陸軍特別大演習に向けて(S3.10.1岩手日報)
1928年10月1日
2026年3月8日
Contents
【タイムトラベル】昭和3年10月1日、岩手が「国家の舞台」になった日
~岩手日報の紙面から読み解く、陸軍特別大演習の熱狂~

手元にある一枚の古新聞。昭和3年(1928年)10月1発行の「岩手日報」です。ページをめくると、現代の静かな岩手からは想像もつかないほどの「熱気」と「緊張感」が紙面から溢れ出してきます。
この時、岩手はまさに国家的な一大イベント、「陸軍特別大演習」の渦中にありました。
1. 閑院宮殿下の御来盛と街の熱狂
紙面中央に大きく掲載されているのは、閑院宮載仁親王殿下が盛岡に到着された際のお姿です。見出しには「御来盛」「御帰着」といった最上級の敬語が並び、当時の皇室に対する畏敬の念が伝わります。
- 厳戒態勢の盛岡: 観兵式の順序や、部隊の配置図が詳細に記されており、街全体が巨大な軍事拠点と化していたことがわかります。
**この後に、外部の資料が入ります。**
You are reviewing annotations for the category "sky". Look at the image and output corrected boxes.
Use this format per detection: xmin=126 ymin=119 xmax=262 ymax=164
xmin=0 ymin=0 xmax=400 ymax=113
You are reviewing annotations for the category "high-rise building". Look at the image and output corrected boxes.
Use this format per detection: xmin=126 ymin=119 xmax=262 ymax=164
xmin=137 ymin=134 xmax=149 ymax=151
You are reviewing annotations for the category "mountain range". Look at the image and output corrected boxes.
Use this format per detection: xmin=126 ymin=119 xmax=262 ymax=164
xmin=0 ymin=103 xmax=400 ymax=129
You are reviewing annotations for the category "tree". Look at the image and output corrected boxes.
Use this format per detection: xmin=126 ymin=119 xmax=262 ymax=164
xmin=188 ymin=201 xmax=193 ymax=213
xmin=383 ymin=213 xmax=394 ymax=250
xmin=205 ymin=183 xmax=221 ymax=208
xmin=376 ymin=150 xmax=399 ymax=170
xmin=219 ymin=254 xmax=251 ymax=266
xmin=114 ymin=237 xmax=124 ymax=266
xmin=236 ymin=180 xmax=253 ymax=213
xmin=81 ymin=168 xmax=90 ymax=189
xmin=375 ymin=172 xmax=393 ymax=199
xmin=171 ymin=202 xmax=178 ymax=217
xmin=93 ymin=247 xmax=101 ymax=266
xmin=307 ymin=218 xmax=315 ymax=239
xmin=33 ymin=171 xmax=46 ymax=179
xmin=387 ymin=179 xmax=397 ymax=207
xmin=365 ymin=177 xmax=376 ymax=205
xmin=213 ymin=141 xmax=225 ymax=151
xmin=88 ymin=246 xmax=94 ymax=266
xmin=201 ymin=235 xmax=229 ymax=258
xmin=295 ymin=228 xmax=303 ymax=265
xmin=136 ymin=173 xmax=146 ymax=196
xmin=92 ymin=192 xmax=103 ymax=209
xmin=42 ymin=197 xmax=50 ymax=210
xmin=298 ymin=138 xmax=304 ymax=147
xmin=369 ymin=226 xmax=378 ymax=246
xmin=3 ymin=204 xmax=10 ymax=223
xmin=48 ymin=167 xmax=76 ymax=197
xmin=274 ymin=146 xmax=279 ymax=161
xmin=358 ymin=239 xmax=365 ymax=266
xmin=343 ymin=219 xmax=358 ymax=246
- 献上品: 「高農の献上」として、地元の農産物を陛下に差し上げる様子も報じられており、岩手の誇りをかけた「おもてなし」の必死さが伺えます。
2. 歴史的瞬間:日本初の「陪審法」施行
演習のニュースに隠れがちですが、実はこの10月1日は日本の司法史においても極めて重要な日でした。紙面右側には「けふから陪審法実施」の大きな文字が躍っています。
「立憲国民の責任を喚起せよ」
国民が裁判に参加する陪審制度のスタート。軍事一色の紙面の中に、近代国家としての新たな歩みが見える興味深い対比です。
3. 広告から見える「当時の日常」
大きなニュースの隙間を埋める広告や短信も、歴史の証言者です。ライオン歯磨の広告や、当時の鉄道時刻表の変更など、特別なイベント(演習)のために街のインフラが総動員されていた様子が手に取るようにわかります。